Hearing-​impaired people and ageism

August 12, 2016
malentendant agisme
We frequently talk about the integration problems facing hearing-impaired people of all ages. We forget to talk about stereotypes about elderly people with hearing loss.

Sometimes, people associate hearing loss with old, disabled people with declining physical capabilities. This type of thinking undermines a person’s identity.

Such stereotypes affect people’s self-perception, leading them to believe that they are too old and there is nothing they can do. They may even forgo medical care and settle for their limited environment.

When hearing-impaired people recognize their particular needs, use available resources, and receive appropriate support from their friends and the community, they are able to continue their professional, physical, and social activities at all ages, and live responsibly and independently.

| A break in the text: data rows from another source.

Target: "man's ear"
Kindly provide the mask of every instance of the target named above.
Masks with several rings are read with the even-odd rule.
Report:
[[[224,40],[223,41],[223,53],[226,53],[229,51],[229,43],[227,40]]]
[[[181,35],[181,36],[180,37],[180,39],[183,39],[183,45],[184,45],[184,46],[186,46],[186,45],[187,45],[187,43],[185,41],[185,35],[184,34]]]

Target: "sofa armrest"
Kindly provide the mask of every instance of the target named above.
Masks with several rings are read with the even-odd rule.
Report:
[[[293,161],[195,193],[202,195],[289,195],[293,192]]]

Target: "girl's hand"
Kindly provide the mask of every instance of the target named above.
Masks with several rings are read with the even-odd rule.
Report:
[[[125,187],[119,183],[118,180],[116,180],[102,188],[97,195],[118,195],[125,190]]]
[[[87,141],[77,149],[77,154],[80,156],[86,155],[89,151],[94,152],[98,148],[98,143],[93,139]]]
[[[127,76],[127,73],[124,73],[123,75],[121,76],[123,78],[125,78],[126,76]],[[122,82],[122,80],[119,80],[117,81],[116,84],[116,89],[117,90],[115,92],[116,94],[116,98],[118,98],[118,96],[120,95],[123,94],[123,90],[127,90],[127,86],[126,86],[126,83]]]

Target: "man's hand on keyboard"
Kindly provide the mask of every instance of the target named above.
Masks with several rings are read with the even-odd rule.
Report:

Changing personal and societal opinions about aging and hearing loss by avoiding all forms of ageism is a step toward dismantling stereotypes. Rethinking social realities and denouncing ageism will lead to a better understanding of the effects of aging and hearing loss.

TASSÉ, Louise, “L’oreille Cassée. “Le stigmate de la surdité chez les personnes âgées malentendantes.” Anthropologie et Sociétés, Vol. 21, No. 1, 1997, pp. 85–97.
POULIOT, L-M., BEAUDOIN, M., and POITRAS, M., “La surdité n’a pas d’âge.” Vie et vieillissement, Vol. 11, No. 1, 2013.